The appeal by a geoscientist (“Salway”) from a decision dismissing his application for judicial review of a Stipulated Order under which he admitted unprofessional conduct and agreed to a disciplinary regime other than the one provided for in the Engineers and Scientists Act, R.S.B.C. 1996, c. 116 was allowed where the Court found that the Association had no jurisdiction to adopt the Stipulated Order procedure

Administrative law – Decisions of administrative tribunals – Association of Professional Engineers – Engineers – Governance – Functions of a self-governing body – Disciplinary proceedings – Professional misconduct / conduct unbecoming – Judicial review – Jurisdiction of Association – Compliance with legislation

Salway v. Assn. of Professional Engineers and Geoscientists of British Columbia, [2009] B.C.J. No. 1570, British Columbia Court of Appeal, August 6, 2009, J.E. Prowse, I.T. Donald and H. Groberman JJ.A.

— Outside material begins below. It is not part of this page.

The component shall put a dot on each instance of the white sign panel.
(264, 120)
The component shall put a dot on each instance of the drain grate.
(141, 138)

In 1991, the Council of the Association of Professional Engineers and Geoscientists of British Columbia (the “Association”) adopted a new complaint procedure which amplified and supplemented the procedures set out in the Act. The complaint procedure allowed for a Stipulated Order as an alternative to the formal inquiry prescribed by the statute. There were no provisions in the Act that authorized the Stipulated Order procedure. In 2005, Salway was the subject of disciplinary proceedings before the Association. In accordance with the Association’s policy, Salway was given the opportunity to avoid a disciplinary inquiry by entering into a Stipulated Order under which he admitted unprofessional conduct and agreed to a disciplinary regime other than one provided for in the statute. Salway accepted the offer. However, as matters developed, the regime became more protracted and more expensive than Salway had anticipated. Therefore, Salway sought judicial review seeking an Order declaring the Stipulated Order unenforceable as being outside the jurisdiction of the Association. The chambers judge dismissed that judicial review application holding that while the Stipulated Order was not specifically authorized by statute, it was a valid contract that was binding on the parties. Salway appealed that decision.

The Court of Appeal held that the chambers judge erred in finding that the Stipulated Order procedure was a lawful one within the jurisdiction of the Association. The procedure directly contravened provisions of the Act and amounted to an improper delegation of the Association’s disciplinary functions. Therefore, the Association had no jurisdiction to adopt the procedure. Once the Association’s Investigation Committee recommended that the Discipline Committee conduct an inquiry, the Act required the Discipline Committee to cause an inquiry to be conducted. The complaint, at that stage, was within the exclusive jurisdiction of that Committee and the Association had no authority to compromise it, or to shunt it off to some other forum. The Association had no power to discipline its members apart from that which was given in the statute. A person did not, by virtue of becoming a member of the self governing profession, grant that profession’s governing body contractual rights to impose disciplinary sanctions. The Public law nature of the Association’s powers prevented it from entering into agreements with respect to their use, except as expressly authorized in the statute. The Court noted that, in 2007, the Act was amended to allow members who were subject to disciplinary inquiries to enter into Consent Orders or to follow a system of alternative complaint resolution. However, as the Salway disciplinary proceedings pre-dated the 2007 amendments, the new legislation was inapplicable.

In the result, the Court allowed the appeal and declared the Stipulated Order to be void and unenforceable.